270s in or out, Bs board-switch up-Fs board, maybe a 50-50 to 360 out from the cannon ?


----------



## BurtonAvenger (Aug 14, 2007)

Switch front board through the corrugated to 270 out. Or blow the judges.


----------



## Nivek (Jan 24, 2008)

Switch tricks and pretzle outs.


----------



## SnowBunny39 (Nov 23, 2013)

BurtonAvenger said:


> Switch front board through the corrugated to 270 out. Or blow the judges.


Everything is about blowjobs now a days.... What I my tongue gets stuck to it just like a metal pole?  hahahaha


----------



## BurtonAvenger (Aug 14, 2007)

SnowBunny39 said:


> Everything is about blowjobs now a days.... What I my tongue gets stuck to it just like a metal pole?  hahahaha


That just means you should have swallowed.


----------



## stan_darsh (Mar 10, 2013)

back lip or back noseblunt... it may be that i came from skateboarding, but getting the tail over the rail always looks better


----------



## BigmountainVMD (Oct 9, 2011)

BurtonAvenger said:


> That just means you should have swallowed.

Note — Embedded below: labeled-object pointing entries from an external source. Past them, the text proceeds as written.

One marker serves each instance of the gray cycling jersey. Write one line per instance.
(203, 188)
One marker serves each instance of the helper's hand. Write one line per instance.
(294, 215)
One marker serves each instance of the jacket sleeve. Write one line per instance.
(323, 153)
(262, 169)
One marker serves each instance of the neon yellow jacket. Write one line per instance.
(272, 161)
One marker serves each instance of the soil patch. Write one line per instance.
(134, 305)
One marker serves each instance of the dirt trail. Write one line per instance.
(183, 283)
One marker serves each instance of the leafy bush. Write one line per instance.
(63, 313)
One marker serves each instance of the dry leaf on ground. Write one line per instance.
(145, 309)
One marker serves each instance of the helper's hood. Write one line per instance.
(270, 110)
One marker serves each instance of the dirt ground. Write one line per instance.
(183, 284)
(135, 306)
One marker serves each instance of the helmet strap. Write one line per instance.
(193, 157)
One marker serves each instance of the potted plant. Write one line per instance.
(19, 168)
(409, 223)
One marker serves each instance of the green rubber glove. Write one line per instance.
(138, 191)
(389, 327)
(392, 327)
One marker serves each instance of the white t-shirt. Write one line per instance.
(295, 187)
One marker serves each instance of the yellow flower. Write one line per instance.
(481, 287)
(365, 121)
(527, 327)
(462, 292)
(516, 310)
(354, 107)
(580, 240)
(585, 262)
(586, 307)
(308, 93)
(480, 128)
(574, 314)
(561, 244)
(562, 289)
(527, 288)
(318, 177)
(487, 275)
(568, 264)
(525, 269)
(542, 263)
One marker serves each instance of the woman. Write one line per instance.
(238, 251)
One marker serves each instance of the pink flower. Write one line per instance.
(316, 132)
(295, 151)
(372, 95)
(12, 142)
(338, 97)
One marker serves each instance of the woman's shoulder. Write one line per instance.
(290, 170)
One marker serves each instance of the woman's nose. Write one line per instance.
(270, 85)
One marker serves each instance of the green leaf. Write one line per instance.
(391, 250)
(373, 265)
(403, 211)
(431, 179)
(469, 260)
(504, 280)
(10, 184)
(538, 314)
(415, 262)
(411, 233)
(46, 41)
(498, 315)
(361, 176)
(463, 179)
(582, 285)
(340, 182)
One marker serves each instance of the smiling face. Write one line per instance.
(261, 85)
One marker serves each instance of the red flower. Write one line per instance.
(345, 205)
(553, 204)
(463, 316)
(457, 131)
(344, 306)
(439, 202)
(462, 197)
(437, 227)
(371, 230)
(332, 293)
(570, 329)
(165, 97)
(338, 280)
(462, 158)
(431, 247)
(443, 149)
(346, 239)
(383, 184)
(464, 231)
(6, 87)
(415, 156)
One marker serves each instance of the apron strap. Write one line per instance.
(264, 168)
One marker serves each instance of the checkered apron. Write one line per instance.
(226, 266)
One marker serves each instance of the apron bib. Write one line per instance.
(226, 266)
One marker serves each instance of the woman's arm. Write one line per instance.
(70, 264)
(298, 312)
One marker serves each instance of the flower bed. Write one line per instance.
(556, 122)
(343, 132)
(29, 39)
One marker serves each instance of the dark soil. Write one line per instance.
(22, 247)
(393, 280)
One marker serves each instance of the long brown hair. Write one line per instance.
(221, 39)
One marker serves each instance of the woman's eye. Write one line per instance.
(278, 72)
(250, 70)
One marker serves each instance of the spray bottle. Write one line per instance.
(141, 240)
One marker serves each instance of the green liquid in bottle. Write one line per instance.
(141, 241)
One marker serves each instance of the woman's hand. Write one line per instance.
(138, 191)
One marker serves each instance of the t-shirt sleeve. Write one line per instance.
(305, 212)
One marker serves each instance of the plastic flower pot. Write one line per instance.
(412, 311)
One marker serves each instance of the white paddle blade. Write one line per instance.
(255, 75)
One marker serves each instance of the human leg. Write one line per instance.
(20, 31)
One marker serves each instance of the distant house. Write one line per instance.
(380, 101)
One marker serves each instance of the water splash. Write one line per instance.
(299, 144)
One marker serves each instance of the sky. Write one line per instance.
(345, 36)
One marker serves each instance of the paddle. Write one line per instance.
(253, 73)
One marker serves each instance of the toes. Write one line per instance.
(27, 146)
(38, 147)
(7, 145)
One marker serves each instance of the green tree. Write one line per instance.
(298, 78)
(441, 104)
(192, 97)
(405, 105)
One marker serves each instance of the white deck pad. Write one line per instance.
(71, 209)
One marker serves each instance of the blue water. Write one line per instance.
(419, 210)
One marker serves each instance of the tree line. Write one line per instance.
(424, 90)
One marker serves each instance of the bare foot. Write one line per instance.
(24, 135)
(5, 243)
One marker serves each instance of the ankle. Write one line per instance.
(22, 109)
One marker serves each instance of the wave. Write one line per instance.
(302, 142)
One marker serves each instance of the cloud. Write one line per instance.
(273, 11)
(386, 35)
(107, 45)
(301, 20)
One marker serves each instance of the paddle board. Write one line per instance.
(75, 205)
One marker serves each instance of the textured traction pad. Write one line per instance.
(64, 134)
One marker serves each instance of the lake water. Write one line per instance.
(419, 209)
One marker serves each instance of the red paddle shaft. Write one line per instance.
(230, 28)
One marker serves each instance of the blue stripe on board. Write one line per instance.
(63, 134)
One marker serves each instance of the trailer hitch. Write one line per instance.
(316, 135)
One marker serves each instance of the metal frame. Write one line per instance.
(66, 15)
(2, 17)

He said to the 17 year old girl.


----------



## SnowBunny39 (Nov 23, 2013)

BigmountainVMD said:


> He said to the 17 year old girl.


I'm 18... Such a huge difference


----------



## BigAL (Feb 19, 2013)

Best advice is just do something you can actually land and live to tell about it. Don't hurt yourself trying to impress people...I mean "judges" in their lame blue blazers trying to do what you can. And pretty much just kill it out there.


----------